Melissa’s story is as common as it is sad. Three of every four households like hers who are eligible for federal housing subsidies don’t receive it due to underfunding. Market-rate rents in our community and beyond are rising well beyond many working parents’ means. The result: children are the most common demographic of people facing eviction in the U.S.
Georgia State University Research Families Living In Extended-Stay Hotels
One Community is Doing Something About It
Family homelessness is rampant and deeply damaging to the kids affected. But, as we wrote here a few months ago (Out of Sight, Out of Mind: Unhoused Families are Being Ignored”), unhoused families are often uncounted and unserved by programs designed to address the crisis that is visible in encampments and people living on urban streets.
Melissa and her kids are the hidden homeless. It sometimes seems no one cares about them.
Yet there are examples that provide hope. The latest is a brand-new program in DeKalb County in the Atlanta, Georgia metropolitan area.
In July, a unanimous vote by the DeKalb County Board of Commissioners approved $8 million for the community’s first-ever transitional housing program for low-income families. By Christmas, 60 families who had been living in extended-stay hotels moved into safe, spacious apartments with services that include case management and childcare resources.

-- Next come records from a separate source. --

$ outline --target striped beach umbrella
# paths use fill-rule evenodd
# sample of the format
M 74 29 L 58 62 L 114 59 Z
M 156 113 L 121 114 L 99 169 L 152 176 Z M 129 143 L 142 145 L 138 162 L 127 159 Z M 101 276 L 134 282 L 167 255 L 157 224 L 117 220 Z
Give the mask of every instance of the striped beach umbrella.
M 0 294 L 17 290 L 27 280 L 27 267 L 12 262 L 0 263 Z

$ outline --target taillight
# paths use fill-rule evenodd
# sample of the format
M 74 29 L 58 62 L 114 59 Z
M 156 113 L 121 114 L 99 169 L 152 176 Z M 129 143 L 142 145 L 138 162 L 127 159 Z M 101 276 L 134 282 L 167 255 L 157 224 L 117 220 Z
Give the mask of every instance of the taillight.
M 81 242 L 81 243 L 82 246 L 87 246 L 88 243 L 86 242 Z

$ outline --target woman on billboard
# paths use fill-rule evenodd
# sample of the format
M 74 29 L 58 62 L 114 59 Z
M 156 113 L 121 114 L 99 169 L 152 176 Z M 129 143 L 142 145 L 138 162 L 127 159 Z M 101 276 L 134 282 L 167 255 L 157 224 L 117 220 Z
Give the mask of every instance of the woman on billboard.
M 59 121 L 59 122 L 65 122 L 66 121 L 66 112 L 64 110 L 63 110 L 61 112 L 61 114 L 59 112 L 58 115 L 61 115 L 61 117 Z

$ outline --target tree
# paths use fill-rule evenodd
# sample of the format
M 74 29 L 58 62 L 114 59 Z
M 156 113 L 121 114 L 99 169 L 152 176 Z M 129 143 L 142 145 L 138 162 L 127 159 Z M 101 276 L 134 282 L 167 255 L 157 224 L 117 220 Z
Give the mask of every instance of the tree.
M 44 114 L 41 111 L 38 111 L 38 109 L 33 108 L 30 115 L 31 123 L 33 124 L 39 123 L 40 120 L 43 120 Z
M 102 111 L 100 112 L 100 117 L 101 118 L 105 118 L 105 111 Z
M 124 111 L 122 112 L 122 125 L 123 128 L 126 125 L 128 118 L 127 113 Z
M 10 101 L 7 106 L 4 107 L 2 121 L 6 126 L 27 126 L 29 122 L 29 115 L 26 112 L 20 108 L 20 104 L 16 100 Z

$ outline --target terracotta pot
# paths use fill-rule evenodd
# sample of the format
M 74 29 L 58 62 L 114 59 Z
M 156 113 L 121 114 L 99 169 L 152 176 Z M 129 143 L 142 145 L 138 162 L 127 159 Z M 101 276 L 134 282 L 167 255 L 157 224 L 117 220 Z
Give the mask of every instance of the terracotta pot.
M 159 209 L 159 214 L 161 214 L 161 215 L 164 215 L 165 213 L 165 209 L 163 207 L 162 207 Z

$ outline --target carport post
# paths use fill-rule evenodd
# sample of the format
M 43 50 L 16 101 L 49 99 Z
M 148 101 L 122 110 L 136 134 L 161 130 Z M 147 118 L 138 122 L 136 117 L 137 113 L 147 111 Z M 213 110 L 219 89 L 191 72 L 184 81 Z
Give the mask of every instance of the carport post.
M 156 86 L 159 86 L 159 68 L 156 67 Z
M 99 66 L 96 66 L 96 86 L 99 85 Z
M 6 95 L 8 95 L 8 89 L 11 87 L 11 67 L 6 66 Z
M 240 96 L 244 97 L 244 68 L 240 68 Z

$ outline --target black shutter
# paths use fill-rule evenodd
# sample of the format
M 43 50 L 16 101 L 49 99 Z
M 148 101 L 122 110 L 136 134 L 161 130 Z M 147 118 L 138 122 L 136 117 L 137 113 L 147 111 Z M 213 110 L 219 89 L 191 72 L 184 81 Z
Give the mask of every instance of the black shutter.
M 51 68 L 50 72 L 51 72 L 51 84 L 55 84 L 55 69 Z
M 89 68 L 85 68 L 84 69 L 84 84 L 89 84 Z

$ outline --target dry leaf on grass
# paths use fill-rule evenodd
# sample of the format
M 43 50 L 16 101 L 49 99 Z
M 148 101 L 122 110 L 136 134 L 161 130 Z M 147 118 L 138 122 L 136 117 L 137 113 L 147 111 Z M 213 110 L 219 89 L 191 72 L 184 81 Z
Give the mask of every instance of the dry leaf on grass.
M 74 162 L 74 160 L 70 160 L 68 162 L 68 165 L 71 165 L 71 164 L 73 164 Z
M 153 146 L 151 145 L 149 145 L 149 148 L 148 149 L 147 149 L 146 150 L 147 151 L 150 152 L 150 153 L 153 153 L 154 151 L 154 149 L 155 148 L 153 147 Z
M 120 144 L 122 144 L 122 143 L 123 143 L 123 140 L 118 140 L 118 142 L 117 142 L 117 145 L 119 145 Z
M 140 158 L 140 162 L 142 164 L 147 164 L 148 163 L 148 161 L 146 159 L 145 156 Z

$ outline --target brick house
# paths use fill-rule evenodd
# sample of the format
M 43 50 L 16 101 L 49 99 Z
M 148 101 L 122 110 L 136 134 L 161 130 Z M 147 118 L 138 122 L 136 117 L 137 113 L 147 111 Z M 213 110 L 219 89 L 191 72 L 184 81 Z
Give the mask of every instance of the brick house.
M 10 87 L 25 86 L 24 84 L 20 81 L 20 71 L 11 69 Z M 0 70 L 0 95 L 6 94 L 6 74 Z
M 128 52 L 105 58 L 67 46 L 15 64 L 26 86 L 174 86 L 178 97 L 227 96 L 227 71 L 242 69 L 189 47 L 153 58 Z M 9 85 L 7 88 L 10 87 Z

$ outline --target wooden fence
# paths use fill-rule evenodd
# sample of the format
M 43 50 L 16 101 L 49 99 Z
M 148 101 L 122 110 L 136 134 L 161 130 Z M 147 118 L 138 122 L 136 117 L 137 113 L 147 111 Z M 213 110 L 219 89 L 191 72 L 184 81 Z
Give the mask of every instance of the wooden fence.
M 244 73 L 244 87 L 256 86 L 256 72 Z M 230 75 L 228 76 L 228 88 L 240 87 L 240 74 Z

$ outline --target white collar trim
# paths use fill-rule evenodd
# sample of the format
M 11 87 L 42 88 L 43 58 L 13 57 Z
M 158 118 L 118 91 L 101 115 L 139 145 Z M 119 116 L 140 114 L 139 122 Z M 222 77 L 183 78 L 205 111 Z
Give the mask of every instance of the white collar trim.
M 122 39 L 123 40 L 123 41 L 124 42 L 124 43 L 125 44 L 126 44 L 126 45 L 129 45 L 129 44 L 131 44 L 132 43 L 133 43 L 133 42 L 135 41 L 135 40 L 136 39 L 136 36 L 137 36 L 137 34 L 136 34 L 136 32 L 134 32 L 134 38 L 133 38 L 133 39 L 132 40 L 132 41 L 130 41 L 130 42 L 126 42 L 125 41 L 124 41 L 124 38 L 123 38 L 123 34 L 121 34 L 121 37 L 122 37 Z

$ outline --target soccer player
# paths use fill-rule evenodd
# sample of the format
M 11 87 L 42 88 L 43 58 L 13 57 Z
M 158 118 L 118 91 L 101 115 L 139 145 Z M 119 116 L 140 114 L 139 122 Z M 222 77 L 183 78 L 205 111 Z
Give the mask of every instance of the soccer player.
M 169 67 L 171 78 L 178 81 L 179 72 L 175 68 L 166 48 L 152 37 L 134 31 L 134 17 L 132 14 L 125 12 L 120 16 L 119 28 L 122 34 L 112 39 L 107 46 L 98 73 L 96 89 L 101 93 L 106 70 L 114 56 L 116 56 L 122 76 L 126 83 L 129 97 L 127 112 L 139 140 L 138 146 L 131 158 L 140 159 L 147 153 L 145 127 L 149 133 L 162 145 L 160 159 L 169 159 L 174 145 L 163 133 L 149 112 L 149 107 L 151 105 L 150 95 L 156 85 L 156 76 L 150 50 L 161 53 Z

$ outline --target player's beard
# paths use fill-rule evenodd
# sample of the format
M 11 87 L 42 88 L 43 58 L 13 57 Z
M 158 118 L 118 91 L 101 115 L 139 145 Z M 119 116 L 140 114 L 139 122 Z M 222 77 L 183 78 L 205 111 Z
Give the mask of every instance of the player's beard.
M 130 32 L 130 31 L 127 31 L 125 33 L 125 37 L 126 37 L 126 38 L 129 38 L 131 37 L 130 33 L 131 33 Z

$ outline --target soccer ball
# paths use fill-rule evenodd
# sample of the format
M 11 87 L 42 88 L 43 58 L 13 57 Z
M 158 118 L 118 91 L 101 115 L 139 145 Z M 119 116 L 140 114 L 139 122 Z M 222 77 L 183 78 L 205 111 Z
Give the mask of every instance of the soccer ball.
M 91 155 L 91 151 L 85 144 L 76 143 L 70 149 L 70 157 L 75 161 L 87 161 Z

“This project reflects our belief that housing is foundational,” DeKalb County CEO Lorraine Cochran-Johnson said. “When families have stability, children can thrive, parents can focus on work and wellness, and communities grow stronger.” The new program and the Georgia State University research that demonstrated its need were both led in part by Sue Sullivan, a longtime advocate for unhoused families.
Sullivan has been lifting up this crisis for a long time. “No one is talking about these families,” she told a reporter back in 2024.
They are now, at least in DeKalb County, Georgia. Even better, elected officials are taking tangible action to help families like Melissa’s.
That should be the case in every community across the country. Is it in yours?